GLP-1 drugs were associated with a 41 percent higher risk of thyroid cancer in a propensity-matched cohort of 144,410 users versus the same number of non-users. Waited three years after the prescription, and the signal was gone. Every other cancer site that moved, moved in the protective direction, and those reductions held up against active comparators.

The numbers come from Endocrine Practice on May 15 ↗, a TriNetX retrospective cohort of adults with type 2 diabetes mellitus between 2015 and 2023, 1:1 propensity-score matched. All-cause mortality was lower in the GLP-1 RA arm (hazard ratio 0.693, meaning death was about 31 percent less likely per person-year of follow-up). Overall cancer incidence was 9.5 percent lower (HR 0.905). The non-endocrine pattern was clean: digestive cancers down 29 percent (HR 0.710), respiratory cancers down 31 percent (HR 0.691), with consistent reductions reported for oral, female genital, and central nervous system sites.

Then the thyroid line. Initial HR 1.411, meaning GLP-1 RA users were diagnosed with thyroid gland cancer about 41 percent more often than matched non-users over the cohort window. That is a real number, and it lands in the middle of a fifteen-year debate. The first GLP-1 RA boxed warning, on liraglutide in 2010, was driven by C-cell hyperplasia and medullary thyroid carcinoma in rodents at high doses, the receptor for which is expressed on rodent C cells at much higher density than in humans. Observational cohorts have been pulling in both directions ever since, and the warning persists on semaglutide ↗ and liraglutide ↗ labels.

What landmark analysis does

Landmark analysis cuts the early follow-up window. The reasoning: when a patient starts a new prescription, the surrounding workup (extra labs, ultrasound, a thyroid panel ordered alongside the HbA1c chase, an incidental nodule on an unrelated CT) finds cancers that were already there. Counting those as drug-attributable inflates the early hazard ratio. Wait three years, restart the clock, and you measure the rate among people who survived the workup window without a diagnosis. If the drug actually causes new tumors, the hazard ratio should hold or grow. If the early hazard was a detection artifact, it collapses.

The thyroid hazard collapsed. The authors report the 3-year landmark estimate was no longer statistically significant. Their reading: surveillance bias rather than a true carcinogenic effect.

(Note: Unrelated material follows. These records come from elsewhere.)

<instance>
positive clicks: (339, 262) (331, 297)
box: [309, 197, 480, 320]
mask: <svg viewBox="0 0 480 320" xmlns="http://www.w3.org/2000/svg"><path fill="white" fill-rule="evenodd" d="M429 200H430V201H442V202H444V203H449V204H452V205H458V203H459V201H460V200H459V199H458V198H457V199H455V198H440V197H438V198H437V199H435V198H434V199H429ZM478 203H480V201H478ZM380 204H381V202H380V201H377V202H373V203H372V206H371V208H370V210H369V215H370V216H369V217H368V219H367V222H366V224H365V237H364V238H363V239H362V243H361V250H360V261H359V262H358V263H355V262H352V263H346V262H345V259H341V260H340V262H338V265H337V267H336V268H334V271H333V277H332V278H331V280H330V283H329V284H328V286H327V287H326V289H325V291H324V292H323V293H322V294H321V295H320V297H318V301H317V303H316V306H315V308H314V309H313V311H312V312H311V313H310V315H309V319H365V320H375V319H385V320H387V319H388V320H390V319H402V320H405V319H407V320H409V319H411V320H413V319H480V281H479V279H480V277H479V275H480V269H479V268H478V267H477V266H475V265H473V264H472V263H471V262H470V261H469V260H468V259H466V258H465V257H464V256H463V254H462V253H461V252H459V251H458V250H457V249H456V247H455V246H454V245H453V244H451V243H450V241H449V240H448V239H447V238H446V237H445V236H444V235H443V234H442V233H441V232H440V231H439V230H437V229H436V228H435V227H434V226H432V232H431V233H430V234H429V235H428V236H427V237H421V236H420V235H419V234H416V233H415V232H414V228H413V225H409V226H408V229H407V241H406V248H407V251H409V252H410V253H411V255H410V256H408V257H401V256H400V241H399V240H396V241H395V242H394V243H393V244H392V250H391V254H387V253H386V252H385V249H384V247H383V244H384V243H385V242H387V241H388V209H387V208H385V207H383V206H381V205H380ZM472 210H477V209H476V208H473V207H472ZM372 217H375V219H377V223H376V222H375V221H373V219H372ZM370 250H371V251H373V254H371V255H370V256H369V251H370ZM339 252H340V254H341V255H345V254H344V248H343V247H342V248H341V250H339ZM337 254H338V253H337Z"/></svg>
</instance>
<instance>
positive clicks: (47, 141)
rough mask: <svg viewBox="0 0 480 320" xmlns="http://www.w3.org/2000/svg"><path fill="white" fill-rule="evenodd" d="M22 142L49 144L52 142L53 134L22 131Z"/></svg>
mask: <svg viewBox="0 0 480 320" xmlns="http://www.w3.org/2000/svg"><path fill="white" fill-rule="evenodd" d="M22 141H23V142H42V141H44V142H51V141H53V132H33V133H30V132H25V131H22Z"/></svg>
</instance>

Why the non-endocrine numbers are stronger

The methodological detail that matters here is the active-comparator analysis. Comparing GLP-1 RA users to non-users alone is a weak design because the non-users are a heterogeneous mix of better- and worse-controlled diabetics, healthy avoiders, and people on other agents. The paper also ran the comparison against DPP-4 inhibitor users and against SGLT2 inhibitor users, both of which select for patients similar enough to the GLP-1 RA group on diabetes severity and care intensity to neutralize most of that confounding. The protective findings were "broadly consistent" across those comparators. The thyroid signal in the active-comparator framing got the same treatment from the landmark analysis.

A reasonable summary: the analysis fails to find evidence of carcinogenicity at sites that prescribers and the FDA have been worrying about, and finds protective signals at digestive and respiratory sites that survive against active comparators rather than only against placebo or against no diabetes drug at all. The breast cancer pattern the section reported on May 11 ↗, where the GLP-1 RA protection in JAMA Network Open vanished when matched against SGLT2 inhibitors, is the counter-example. There, the metabolic class shared the benefit. Here, the comparators include SGLT2 inhibitors and the GLP-1 RA signal still holds for digestive and respiratory cancers. Two different cancer-site mechanisms, two different inference patterns, with the SGLT2 active-comparator switch being the diagnostic.

What this leaves open

Three things still owe answers. The rare cancers (medullary thyroid carcinoma specifically, not the papillary thyroid cancers that dominate incidence) need their own follow-up because the divergent-malignancy paper aggregates "thyroid gland cancer" without histology breakdown. The 5-to-10-year horizon is still under-sampled in real-world data. And the question of whether GLP-1 RA exposure during cancer surveillance changes which lesions get caught earlier (a clinical good) or biases the detection statistics in a way that obscures a smaller true risk is now formally on the table for follow-up studies designed to test it directly.

For now, the practical change is that the thyroid line in the prescriber consent conversation has weaker observational support than it did before the landmark analysis ran. The boxed warning will not move on this paper. The literature it now has to compete with grew.